LAB_IMPL=starter pytest phase-14-model-architectures/labs/lab-03-weight-mapping -q
pytest phase-14-model-architectures/labs/lab-03-weight-mapping -q   # reference

What the tests prove

TestWhat it pins
test_name_mappingThe rewrite preserves the layer path and swaps only the projection name — model.layers.3.self_attn.q_proj.weight keeps its layers.3 identity
test_unstacked_names_pass_throughNorms, embeddings, down_proj, lm_head: shard_id None, name unchanged. A mapping that's too greedy (matching up_proj inside gate_up_proj-like names) fails here
test_qkv_slices_account_for_gqaq gets 128 rows, k and v get 32 each — and the three slices tile the fused rows with no gaps and no overlap (assert the boundary equalities; off-by-ones here are the garbage-output bug)
test_fused_matmul_equals_separate_projectionsThe legality theorem: slice the fused output and recover each projection to 1e-12. Fusion is layout, not math — the course's paged-attention identity (Phase 2 lab-06), weight edition
test_shape_mismatch_is_loudAn MHA-width k shard against a GQA config: caught by the assert at load, with shapes in the message. The alternative is a demo that hallucinates

Hitchhiker's notes

  • Read load_weights right after this (upstream/vllm/model_executor/models/llama.py, search stacked_params_mapping): the production loop is your three functions plus reality — iterating safetensors shards, skipping rotary-embedding buffers, handling TP (each rank loads only its rows of each slice: Phase 10 lab-01's sharding composed with this lab's stacking — two slicings, one tensor), and weight_loader callbacks per parameter that encapsulate the slice placement.
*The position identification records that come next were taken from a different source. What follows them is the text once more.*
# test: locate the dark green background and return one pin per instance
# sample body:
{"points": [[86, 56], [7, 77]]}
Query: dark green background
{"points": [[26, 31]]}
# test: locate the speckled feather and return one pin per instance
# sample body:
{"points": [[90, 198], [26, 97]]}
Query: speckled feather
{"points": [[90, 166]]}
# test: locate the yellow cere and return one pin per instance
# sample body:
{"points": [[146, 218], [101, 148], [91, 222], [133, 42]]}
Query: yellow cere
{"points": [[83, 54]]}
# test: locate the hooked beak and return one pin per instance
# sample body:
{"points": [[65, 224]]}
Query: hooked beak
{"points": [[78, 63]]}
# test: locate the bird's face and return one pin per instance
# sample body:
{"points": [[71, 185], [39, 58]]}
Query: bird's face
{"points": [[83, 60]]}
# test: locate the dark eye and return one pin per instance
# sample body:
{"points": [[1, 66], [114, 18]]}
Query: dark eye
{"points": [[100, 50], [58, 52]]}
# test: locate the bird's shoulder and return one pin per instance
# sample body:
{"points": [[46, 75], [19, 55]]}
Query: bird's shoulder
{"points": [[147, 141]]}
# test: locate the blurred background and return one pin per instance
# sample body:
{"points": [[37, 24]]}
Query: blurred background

Your load_stacked is the weight_loader of QKVParallelLinear, minus distribution.
  • Quantized checkpoints stack the stakes: AWQ/GPTQ tensors come with scales and zero-points per group (Phase 6 lab-03) that must be sliced consistently with their weights — a mapping bug now corrupts numerics in a way that's only statistically visible. Same machinery, smaller margin for error; the loud-assert habit pays double.
  • The mapping table is per-architecture API: when a new HF model renames a tensor (mlp.experts.0.w1 vs block_sparse_moe...), vLLM's loader needs a new mapping entry — the single most common cause of "KeyError loading model X with vLLM version Y" issues. You can now read those tracebacks as "the translation table is missing a row" and often fix them yourself; that's a real first upstream PR shape.
  • Why not store fused in the checkpoint? The checkpoint serves every runtime (HF transformers, llama.cpp, MLX...), each with its own fusion choices. Unfused is the interchange format; fusion is a runtime optimization — the same interface-vs-implementation split as Phase 11's unmerged LoRA, and the reason load_weights exists at all.

Going further

  • Add down_proj and embedding handling plus a full load_checkpoint(params, ckpt) driver: iterate a dict of fake checkpoint tensors, translate, place, and assert every parameter got touched exactly once (the missed-tensor bug class, made checkable — upstream tracks loaded_params for the same reason).
  • Compose with TP: given tp_rank, tp_size, make load_stacked place only the rank's rows of each shard (q rows shard by head; k/v by KV head — and note what happens when nkv < tp_size: KV-head replication, the real constraint from Phase 10 lab-01's divisibility test).
  • Write the MoE mapping rows (experts.N.w1 → experts.w13_weight with expert-index shards) by reading mixtral.py's table — the same idea with two stacking axes.

References

  • upstream/vllm/model_executor/models/llama.pyload_weights + stacked_params_mapping: this lab, productionized (lab-02 reads it with you).
  • upstream/vllm/model_executor/layers/linear.pyQKVParallelLinear.weight_loader: your load_stacked with TP.
  • vLLM docs, Adding a New Model — where the mapping table fits in the integrator's checklist: https://docs.vllm.ai/en/latest/contributing/model/
  • Phase 7 lab-03 — why fused GEMMs win; Phase 10 lab-01 — the sharding this stacking composes with; Phase 6 lab-03 — the quantized version of the stakes.